This repository provides a wrapper around the online GPU-accelerated ASR pipeline from the paper GPU-Accelerated Viterbi Exact Lattice Decoder for Batched Online and Offline Speech Recognition. That work includes a high-performance implementation of a GPU HMM Decoder, a low-latency Neural Net driver, fast Feature Extraction for preprocessing, and new ASR pipelines tailored for GPUs. These different modules have been integrated into the Kaldi ASR framework.
This repository contains a Triton custom backend for the Kaldi ASR framework. This custom backend calls the high-performance online GPU pipeline from the Kaldi ASR framework. This Triton integration provides ease-of-use to Kaldi ASR inference: gRPC streaming server, dynamic sequence batching, and multi-instances support. A client connects to the gRPC server, streams audio by sending chunks to the server, and gets back the inferred text as an answer (see Input/Output). More information about the Triton can be found here.

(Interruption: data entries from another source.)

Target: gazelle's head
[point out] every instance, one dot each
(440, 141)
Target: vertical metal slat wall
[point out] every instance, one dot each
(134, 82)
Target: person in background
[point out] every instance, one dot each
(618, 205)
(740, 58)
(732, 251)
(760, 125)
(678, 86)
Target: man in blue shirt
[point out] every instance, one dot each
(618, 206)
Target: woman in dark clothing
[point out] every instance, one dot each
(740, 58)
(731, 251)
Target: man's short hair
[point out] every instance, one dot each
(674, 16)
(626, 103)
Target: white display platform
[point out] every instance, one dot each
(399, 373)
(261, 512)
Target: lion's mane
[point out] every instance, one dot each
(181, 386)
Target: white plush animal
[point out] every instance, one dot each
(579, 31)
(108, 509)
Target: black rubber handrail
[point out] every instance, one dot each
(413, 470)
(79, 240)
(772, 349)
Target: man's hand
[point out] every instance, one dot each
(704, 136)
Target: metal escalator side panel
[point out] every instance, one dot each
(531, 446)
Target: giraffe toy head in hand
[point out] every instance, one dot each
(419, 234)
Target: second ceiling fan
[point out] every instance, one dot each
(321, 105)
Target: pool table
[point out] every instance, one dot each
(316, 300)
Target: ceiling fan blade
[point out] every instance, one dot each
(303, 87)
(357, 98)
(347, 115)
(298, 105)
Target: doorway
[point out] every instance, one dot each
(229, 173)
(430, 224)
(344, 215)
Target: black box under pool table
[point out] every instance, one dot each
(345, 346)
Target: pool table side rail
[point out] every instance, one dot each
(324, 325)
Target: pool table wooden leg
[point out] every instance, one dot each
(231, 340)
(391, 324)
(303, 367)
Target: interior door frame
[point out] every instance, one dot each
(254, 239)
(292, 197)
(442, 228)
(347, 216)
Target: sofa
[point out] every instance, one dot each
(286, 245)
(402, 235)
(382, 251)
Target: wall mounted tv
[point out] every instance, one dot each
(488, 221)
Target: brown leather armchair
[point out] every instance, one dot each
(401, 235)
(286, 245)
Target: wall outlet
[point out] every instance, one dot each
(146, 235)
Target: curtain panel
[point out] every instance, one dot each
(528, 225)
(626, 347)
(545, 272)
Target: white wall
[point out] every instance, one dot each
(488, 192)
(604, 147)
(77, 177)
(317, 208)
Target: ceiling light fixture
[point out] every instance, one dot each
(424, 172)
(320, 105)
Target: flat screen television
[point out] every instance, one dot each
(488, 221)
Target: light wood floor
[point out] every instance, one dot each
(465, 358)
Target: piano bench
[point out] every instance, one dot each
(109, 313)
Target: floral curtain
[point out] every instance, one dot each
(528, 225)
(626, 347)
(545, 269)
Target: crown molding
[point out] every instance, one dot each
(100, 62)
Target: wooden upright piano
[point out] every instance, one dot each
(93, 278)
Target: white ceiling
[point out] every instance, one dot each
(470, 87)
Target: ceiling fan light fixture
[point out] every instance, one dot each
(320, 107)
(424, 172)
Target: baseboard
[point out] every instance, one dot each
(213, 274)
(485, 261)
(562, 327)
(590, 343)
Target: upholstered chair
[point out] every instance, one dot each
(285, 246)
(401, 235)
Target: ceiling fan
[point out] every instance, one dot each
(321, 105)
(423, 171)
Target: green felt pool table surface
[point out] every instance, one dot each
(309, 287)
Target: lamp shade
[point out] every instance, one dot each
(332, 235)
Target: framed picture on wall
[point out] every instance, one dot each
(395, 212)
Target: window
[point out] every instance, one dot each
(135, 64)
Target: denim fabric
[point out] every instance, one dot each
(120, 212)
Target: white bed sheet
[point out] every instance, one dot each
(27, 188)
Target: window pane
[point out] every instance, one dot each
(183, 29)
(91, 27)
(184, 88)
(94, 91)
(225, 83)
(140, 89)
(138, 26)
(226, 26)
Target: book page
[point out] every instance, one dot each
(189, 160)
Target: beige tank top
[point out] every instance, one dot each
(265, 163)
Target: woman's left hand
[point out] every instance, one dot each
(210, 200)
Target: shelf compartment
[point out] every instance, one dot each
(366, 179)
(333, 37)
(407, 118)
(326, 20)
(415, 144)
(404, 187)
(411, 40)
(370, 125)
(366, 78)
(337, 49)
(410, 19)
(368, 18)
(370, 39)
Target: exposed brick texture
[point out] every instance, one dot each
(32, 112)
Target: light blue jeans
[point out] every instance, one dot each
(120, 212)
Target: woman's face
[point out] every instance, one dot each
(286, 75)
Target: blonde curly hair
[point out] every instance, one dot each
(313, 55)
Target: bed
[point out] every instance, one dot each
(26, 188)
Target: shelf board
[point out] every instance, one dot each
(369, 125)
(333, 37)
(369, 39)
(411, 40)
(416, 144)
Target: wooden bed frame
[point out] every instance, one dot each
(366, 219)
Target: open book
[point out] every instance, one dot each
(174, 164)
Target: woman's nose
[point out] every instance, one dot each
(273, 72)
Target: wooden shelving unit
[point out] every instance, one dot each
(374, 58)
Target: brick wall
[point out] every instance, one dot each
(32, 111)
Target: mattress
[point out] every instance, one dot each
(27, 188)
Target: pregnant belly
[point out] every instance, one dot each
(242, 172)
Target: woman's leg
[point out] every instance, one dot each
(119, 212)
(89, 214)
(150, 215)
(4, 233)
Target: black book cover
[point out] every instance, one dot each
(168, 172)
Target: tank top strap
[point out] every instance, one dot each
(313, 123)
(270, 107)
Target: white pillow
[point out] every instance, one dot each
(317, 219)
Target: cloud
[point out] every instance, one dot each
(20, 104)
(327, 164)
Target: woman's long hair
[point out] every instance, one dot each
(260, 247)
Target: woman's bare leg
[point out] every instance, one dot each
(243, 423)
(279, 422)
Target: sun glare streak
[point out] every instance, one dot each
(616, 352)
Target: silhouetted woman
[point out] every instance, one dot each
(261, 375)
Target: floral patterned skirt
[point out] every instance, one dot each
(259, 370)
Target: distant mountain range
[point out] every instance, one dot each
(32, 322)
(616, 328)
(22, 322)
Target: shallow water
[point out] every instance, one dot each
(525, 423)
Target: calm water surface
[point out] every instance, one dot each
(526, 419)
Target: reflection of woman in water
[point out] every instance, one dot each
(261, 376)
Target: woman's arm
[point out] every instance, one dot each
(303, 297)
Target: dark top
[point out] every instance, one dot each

This Triton integration is meant to be used with the LibriSpeech model for demonstration purposes. We include a pre-trained version of this model to allow you to easily test this work (see Quick Start Guide). Both the Triton integration and the underlying Kaldi ASR online GPU pipeline are a work in progress and will support more functionalities in the future. Support for a custom Kaldi model is experimental (see Using a custom Kaldi model).
A reference model is used by all test scripts and benchmarks presented in this repository to illustrate this solution. We are using the Kaldi ASR
LibriSpeech recipe, available here. It was trained by NVIDIA and is delivered as a pre-trained model.
Details about parameters can be found in the Parameters section.
model path: Configured to use the pretrained LibriSpeech model.